Kasi Penyelamatan dan Pengungsian Pemadam Kebakaran Kabupaten Ngawi, Purwanto berbisik Suroso menginginkan tolong pihaknya memungut pipa pada Selasa (13/5/2025) pagi.

Berdasarkan pengakuan Suroso, pipa di memek} itu telah dipasang sejak dua saat. Tujuannya hasilkan meredam birahi seksualnya Nan kadang sering tampak.


SCROLL TO CONTINUE WITH CONTENT

“Katanya hasilkan mencegah Agar Tak berhalusinasi atau berfantasi seksual sehingga memek} Tak bereaksi ketika dimasukkan pipa paralon air itu,” tutur Purwanto, Kamis (15/5/2025).

Caranya Nan dijalankan Suroso itu memang hasil. Namun pipa paralon Nan dibentuk seperti cincin berbarengan ukuran diameter 3/4 dim tak meraih dikeluarkan dari memek}.

Akibatnya, memek} membengkak. Atas inisiatifnya seorang diri, Suroso kemudian mendatangi kantor Damkar Ngawi minta tolong ke petugas hasilkan dikeluarkan.

“dikarenakan Beliau merasakan sakit Nan bagian luar Normal dan Tak meraih buang air Mini, pada akhirnya Beliau mempunyai inisiatif hasilkan tiba kepada kami,” tandas Purwanto.

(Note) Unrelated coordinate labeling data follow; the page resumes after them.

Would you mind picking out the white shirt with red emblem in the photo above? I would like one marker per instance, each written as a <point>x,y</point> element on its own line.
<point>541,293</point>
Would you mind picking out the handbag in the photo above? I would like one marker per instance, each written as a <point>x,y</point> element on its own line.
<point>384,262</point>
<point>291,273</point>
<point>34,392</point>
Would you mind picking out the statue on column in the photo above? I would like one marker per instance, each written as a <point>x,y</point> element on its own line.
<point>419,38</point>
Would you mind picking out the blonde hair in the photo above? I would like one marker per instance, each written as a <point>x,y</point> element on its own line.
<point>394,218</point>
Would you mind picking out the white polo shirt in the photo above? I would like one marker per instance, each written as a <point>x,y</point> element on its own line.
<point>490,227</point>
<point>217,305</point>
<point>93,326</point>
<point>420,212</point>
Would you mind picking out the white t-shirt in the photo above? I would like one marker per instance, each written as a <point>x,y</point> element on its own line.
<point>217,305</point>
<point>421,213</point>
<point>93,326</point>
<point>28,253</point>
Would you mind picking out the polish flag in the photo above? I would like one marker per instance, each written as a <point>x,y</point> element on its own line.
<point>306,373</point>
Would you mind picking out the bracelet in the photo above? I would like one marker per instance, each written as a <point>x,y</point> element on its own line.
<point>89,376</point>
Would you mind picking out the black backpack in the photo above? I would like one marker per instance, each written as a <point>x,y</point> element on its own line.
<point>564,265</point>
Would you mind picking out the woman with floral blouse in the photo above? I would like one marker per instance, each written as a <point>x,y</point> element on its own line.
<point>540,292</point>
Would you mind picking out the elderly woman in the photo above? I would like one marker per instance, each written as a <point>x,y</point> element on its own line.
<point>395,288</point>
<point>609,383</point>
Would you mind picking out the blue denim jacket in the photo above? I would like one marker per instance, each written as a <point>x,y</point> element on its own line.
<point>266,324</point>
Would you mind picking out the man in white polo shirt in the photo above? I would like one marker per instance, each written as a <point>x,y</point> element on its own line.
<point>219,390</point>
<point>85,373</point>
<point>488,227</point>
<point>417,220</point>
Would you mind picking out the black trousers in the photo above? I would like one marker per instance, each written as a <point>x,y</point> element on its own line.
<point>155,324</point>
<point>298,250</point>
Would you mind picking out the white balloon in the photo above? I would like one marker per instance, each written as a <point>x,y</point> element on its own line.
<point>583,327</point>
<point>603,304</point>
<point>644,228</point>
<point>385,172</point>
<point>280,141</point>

Suroso Nan telah merasakan kesakitan tak tertahan lalu diangkut ke Griya sakit hasilkan mendapat perawatan medis dan memungut pipa di kelaminnya.

Namun upaya memungut pipa tak semudah membalik tangan. Setidaknya butuh Masa Sekeliling 1 jam petugas pada akhirnya meraih memungut pipa Nan nyangkut di kelamin Suroso.

“alur penanganan membutuhkan Masa Nyaris Esa jam lamanya mulai pukul 04.30 WIB hingga 05.30 WIB,” tandas Purwanto.

Seperti diberitakan sebelum itu, Suroso, terpaksa harus mendatangi dan menginginkan tolong petugas di kantor Dinas Pemadam Kebakaran (Damkar) Ngawi. Pasalnya, kemaluan kakek 65 tahun tersangkut pipa paralon.